Her mind tumbled, refusing to believe. “I’ll get Dovidi. We’ll go to the ship …”

“If you take him, you both be killed. Fighting out there on sand, where ship is. No way you can get there. No. I take babe, my people take him, we dirty his face and say he one of us….”

“Take me, too …”

“You too tall, too pale. The Shah’s women, they
heard
you, they
know
you.”

“Where? Where shall I go?”

“Remember song of Tenopia. They won’t think you go that way, inland, no. Your only chance! Take your man’s cloak, there by gate. Take these rags, disguise. I take baby-boy, you go like Tenopia!”

“Tell Aufors … tell him where I went,” she cried.

Awhero scrambled toward the baby’s room as Genevieve stumbled down the stairs. The outside door had been left inexcusably ajar when the Marshal left, and the Mahahmbi who usually manned the sentry booth outside were gone. The booth was empty. She barred the door, grabbed up a staff and waterbottle, and fled through the passage
into the back courtyard, where she detoured past the communications room.

“Assassins coming, crewman!” she cried at his blank and unbelieving face. “Bar the city door. Look to your own safety.”

“But my lady,” he cried. “Marchioness …”

“No time,” she called to him. “No time. Tell the ship! Tell my husband I’m escaping. Bar the door!”

She pulled on the robe and settled the spongy cap within the hood as she went down into the cellars and out into the world. Then, like Tenopia, she ran for her life.

TWENTY-TWO
Machinations

W
HEN
A
UFORS, THE DOCTOR, AND THE BABY-TENDER AR
rived at the ship, each preoccupied with his own concerns, they passed among several men quietly at work among the anchor ropes, whom they passed by with little regard, separating at the ramp top, the two off-worlders toward the corn-room and Aufors toward the bridge in search of the so-called “tech,” the crewman who had been trained to use and care for the off-world machines.

He found not only the tech but also the Captain, who looked up with a harried face and snapped, “Colonel!
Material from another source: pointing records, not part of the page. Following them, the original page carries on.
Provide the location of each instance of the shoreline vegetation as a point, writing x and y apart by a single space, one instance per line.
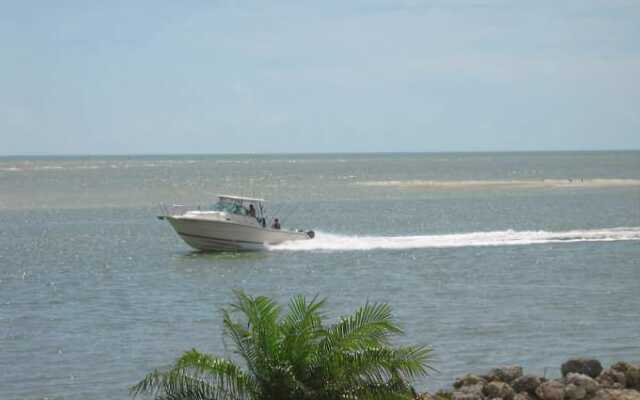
582 379
504 184
296 355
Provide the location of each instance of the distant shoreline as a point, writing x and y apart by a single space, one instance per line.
22 156
507 184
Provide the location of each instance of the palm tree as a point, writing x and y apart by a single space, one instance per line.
296 357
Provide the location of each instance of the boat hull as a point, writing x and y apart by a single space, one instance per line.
211 235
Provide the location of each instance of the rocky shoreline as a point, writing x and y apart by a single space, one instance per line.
582 379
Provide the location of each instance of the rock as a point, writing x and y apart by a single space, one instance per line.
587 366
612 379
443 395
589 385
505 374
617 394
573 392
526 383
498 390
468 380
523 396
631 374
458 395
550 390
469 392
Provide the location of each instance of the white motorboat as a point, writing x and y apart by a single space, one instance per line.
233 223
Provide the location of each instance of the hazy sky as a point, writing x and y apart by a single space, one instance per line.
208 76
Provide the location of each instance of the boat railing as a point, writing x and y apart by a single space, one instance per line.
174 209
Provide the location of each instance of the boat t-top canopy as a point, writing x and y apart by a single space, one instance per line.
240 199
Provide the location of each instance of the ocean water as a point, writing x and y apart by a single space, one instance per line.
525 258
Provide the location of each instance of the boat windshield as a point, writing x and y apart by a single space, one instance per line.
230 207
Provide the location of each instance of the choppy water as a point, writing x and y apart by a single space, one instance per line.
95 292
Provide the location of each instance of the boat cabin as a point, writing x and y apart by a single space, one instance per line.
241 206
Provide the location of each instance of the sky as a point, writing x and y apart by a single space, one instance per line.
205 76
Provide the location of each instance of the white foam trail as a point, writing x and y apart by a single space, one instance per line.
333 242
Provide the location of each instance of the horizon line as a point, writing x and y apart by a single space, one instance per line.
24 155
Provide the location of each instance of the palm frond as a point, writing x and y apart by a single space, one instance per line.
198 376
370 326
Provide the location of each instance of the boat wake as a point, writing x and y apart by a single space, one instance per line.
333 242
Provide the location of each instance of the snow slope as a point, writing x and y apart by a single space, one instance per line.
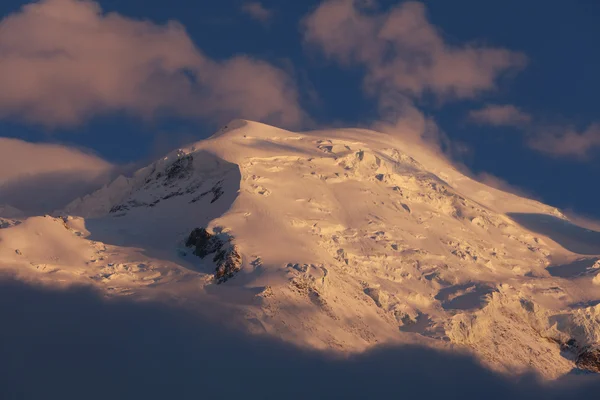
348 238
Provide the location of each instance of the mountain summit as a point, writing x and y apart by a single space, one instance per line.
337 240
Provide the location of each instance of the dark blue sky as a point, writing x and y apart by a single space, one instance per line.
558 87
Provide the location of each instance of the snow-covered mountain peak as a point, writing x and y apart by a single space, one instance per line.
342 239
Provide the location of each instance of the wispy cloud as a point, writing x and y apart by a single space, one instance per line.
402 51
257 11
41 177
566 141
65 61
500 115
557 140
405 58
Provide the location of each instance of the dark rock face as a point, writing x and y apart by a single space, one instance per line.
226 255
180 169
589 359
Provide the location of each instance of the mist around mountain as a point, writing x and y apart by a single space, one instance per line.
261 259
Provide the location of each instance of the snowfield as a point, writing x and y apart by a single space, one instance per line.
338 240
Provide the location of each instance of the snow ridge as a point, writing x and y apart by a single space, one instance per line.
337 240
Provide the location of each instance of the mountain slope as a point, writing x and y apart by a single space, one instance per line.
344 239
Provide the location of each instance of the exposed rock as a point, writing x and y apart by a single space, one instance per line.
227 258
8 223
589 358
181 168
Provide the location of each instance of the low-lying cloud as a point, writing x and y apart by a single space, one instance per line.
38 178
146 350
65 61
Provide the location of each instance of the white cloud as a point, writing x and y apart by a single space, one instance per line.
65 61
500 115
39 177
257 11
402 51
566 142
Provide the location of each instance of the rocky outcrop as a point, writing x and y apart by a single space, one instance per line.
8 223
226 257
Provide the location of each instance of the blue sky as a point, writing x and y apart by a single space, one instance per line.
537 133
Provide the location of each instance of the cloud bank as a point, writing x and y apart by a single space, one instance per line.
65 61
115 348
500 115
38 178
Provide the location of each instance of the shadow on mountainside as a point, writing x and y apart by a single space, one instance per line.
73 344
42 193
572 237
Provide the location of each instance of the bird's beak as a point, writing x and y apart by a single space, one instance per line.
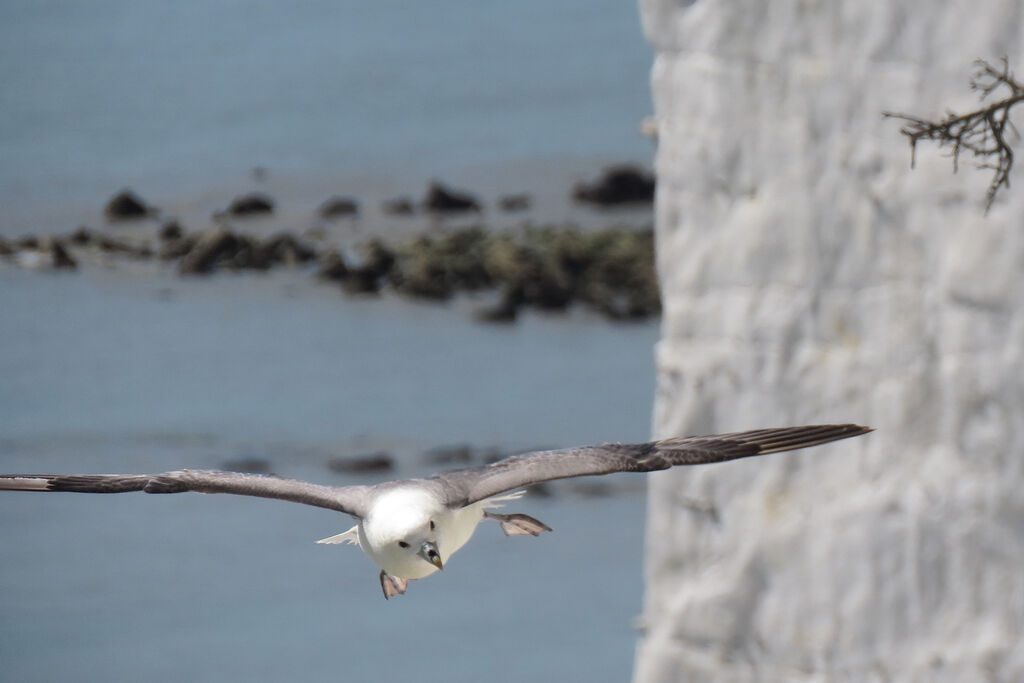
429 552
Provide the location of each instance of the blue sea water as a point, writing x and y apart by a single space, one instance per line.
129 368
177 98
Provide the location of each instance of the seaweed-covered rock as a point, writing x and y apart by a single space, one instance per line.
333 266
444 200
435 268
171 230
617 185
126 206
177 247
339 207
287 249
217 248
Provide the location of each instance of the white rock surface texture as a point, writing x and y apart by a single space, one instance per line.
810 275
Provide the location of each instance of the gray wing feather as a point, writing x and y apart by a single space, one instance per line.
469 485
350 500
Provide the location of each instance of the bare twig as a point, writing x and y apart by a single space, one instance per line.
982 132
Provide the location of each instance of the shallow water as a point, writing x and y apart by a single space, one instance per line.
108 371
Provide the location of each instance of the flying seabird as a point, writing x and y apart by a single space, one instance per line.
411 527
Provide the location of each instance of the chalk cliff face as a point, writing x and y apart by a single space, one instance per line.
809 275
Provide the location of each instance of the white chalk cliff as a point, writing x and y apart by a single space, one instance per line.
809 275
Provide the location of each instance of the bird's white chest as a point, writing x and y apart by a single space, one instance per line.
404 514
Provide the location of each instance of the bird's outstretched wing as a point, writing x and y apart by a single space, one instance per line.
472 484
351 500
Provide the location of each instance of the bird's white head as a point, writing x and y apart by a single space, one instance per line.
400 532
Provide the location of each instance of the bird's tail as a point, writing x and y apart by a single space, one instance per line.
496 502
351 536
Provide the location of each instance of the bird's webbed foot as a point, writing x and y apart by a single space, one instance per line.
518 524
392 585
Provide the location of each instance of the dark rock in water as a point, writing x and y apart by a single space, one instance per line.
250 465
449 455
125 206
211 250
111 245
173 249
339 207
437 267
374 462
287 249
59 257
251 205
171 230
422 273
514 203
400 206
617 185
444 200
333 266
81 238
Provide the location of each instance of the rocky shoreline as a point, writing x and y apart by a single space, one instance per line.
530 266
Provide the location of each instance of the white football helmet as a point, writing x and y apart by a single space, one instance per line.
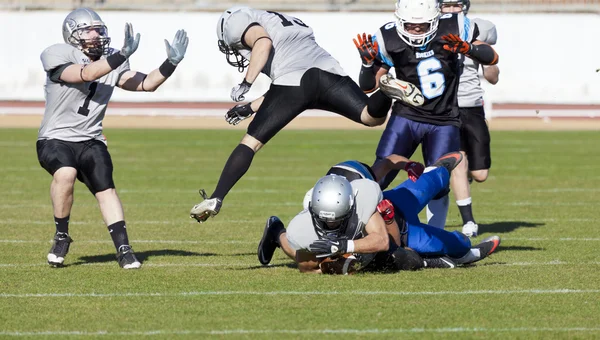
417 12
240 62
76 28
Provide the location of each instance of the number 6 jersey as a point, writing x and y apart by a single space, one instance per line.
431 68
74 112
294 47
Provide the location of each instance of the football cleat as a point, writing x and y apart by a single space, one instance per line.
470 229
449 160
440 262
401 90
127 259
488 246
60 248
270 240
205 209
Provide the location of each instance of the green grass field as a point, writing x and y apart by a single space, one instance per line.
204 281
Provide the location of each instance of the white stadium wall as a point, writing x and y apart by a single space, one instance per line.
544 58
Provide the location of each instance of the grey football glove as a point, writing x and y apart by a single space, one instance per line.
238 91
238 113
176 50
130 45
328 247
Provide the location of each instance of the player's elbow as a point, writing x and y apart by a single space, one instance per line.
383 244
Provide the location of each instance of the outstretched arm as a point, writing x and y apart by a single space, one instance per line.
81 73
138 81
478 50
491 73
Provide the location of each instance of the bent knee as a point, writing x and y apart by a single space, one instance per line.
65 175
480 175
105 194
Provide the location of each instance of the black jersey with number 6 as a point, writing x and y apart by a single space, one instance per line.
434 70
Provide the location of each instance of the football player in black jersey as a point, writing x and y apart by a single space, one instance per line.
427 50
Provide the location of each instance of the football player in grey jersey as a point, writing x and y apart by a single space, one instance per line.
345 225
81 76
474 132
304 76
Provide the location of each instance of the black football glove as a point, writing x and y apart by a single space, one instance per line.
329 246
238 113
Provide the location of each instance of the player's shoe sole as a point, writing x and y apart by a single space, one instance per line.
205 209
60 249
127 259
268 243
449 160
401 90
470 229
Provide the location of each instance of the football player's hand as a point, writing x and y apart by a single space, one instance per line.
455 44
238 91
414 170
176 50
130 45
386 210
367 49
329 246
238 113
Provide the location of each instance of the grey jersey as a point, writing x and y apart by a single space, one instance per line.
301 232
74 112
470 93
294 47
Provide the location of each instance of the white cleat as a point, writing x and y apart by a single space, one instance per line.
401 90
471 229
205 209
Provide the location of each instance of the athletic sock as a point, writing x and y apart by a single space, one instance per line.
118 232
236 166
62 224
464 206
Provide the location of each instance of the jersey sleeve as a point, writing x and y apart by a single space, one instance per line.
56 58
383 55
368 195
236 26
487 31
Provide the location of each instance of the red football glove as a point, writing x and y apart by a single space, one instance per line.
386 210
456 44
414 169
367 48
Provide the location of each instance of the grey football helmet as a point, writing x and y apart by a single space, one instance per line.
76 28
332 204
240 62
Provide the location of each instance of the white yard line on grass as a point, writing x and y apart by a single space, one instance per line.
305 331
504 239
238 264
305 293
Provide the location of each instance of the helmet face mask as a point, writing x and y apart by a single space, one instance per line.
94 41
332 205
84 29
410 13
233 57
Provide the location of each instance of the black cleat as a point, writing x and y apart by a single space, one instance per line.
270 240
440 262
127 259
488 246
60 249
449 160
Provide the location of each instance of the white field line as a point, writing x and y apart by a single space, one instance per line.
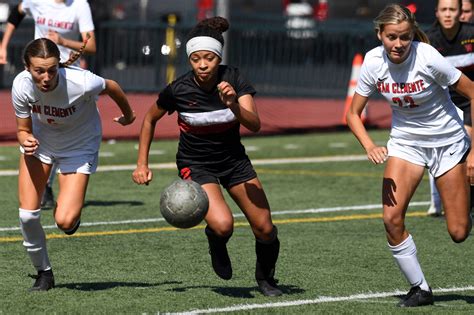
319 300
131 167
237 215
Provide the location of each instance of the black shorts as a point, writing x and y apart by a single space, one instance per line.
227 175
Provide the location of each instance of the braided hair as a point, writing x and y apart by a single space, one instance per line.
396 14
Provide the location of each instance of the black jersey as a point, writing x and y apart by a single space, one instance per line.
209 130
459 51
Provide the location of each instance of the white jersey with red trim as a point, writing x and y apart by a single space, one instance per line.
65 120
69 18
417 91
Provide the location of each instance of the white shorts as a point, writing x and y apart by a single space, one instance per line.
437 160
84 163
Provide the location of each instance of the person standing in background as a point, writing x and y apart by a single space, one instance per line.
68 23
57 123
467 11
426 133
213 101
454 40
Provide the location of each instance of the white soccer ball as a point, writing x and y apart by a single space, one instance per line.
184 204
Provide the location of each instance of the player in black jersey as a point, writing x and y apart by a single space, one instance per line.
454 40
212 101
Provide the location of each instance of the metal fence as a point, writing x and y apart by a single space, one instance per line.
278 60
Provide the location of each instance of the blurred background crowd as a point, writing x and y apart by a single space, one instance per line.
290 48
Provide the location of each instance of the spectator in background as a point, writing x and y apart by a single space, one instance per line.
213 101
68 24
467 11
454 40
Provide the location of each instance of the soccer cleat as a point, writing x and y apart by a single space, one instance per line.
47 201
220 260
269 287
417 297
434 211
44 281
74 229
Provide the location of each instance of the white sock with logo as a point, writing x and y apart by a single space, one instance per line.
34 239
405 256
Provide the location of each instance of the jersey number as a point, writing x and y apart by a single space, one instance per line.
407 99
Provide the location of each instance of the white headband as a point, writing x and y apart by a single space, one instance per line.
204 43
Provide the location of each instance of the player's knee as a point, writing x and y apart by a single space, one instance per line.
392 221
459 234
264 231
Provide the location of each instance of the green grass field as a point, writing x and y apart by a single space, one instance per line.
334 259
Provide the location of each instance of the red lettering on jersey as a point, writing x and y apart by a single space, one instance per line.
58 111
383 87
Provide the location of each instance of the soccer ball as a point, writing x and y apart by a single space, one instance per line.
184 204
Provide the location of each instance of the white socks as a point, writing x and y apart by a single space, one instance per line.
405 256
34 238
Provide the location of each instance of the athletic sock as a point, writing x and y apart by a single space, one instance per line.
435 198
267 255
405 256
34 239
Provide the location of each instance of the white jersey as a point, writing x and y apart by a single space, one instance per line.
417 90
69 18
65 120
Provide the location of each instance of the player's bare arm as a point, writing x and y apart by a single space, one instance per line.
118 95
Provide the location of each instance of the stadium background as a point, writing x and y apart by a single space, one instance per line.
300 60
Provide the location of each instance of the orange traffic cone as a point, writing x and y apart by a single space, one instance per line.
356 64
What do you think of this?”

Aufors followed his pointing finger across the tech’s shoulder to the console before him, an enigmatic box covered with blotchy screens.

“What are they?” Aufors asked, confused both by the equipment and by the shadows he saw moving there.

“The devices are off-world detectors; I’m told the shadows are men,” grated the Captain, “and they’re all around us. Every pile of sand out there has a clutch of Mahahmbi hiding behind it. Men don’t hide unless they’ve got something truculent in mind!”

Aufors made no argument. It was unlikely the Captain had gained his position by being hysterical.

“We already know they don’t like us,” Aufors mused.
“They’ve made their displeasure clear as ice. Up until yesterday when we supposed a thaw occurred.”

“I would judge it was no thaw,” said the Captain. “Only a minor melt, to get us off guard.”

“Have your men stand by the ropes,” said Aufors. “You may need to get off quickly.”

“Oh, that was done the moment I saw them,” murmured the Captain. “Quietly, so as not to stir things up. Also the cannon are readied and the gunners are standing by.”

“How many cannon?”

“All four. Bow, stern, and midships, both sides. The bastards have us surrounded.”

Aufors looked at the bottle he was holding. “I need your analyzer.”

“Hardly the time for intellectual inquiry,” snapped the captain.

“Exactly the time for this inquiry,” Aufors replied. “As it may well confirm evil intent.”

“If you need confirmation, you must be a hard man to convince!” the Captain snapped at Aufors’s back as he stepped into the cubby where the device was housed.

He had seen the tech use it to test their drinking water, after the well was opened, and he followed the routine he had observed then, pouring his sample into a clean vial, inserting it, pressing a button, and waiting while the mechanism hummed and chuckled to itself for quite some time. Murmurs came from the control room, together with several muffled curses from the captain. At last the results came up on a screen, a meaningless clutter of letters and numbers. “How do I translate the results?” he called.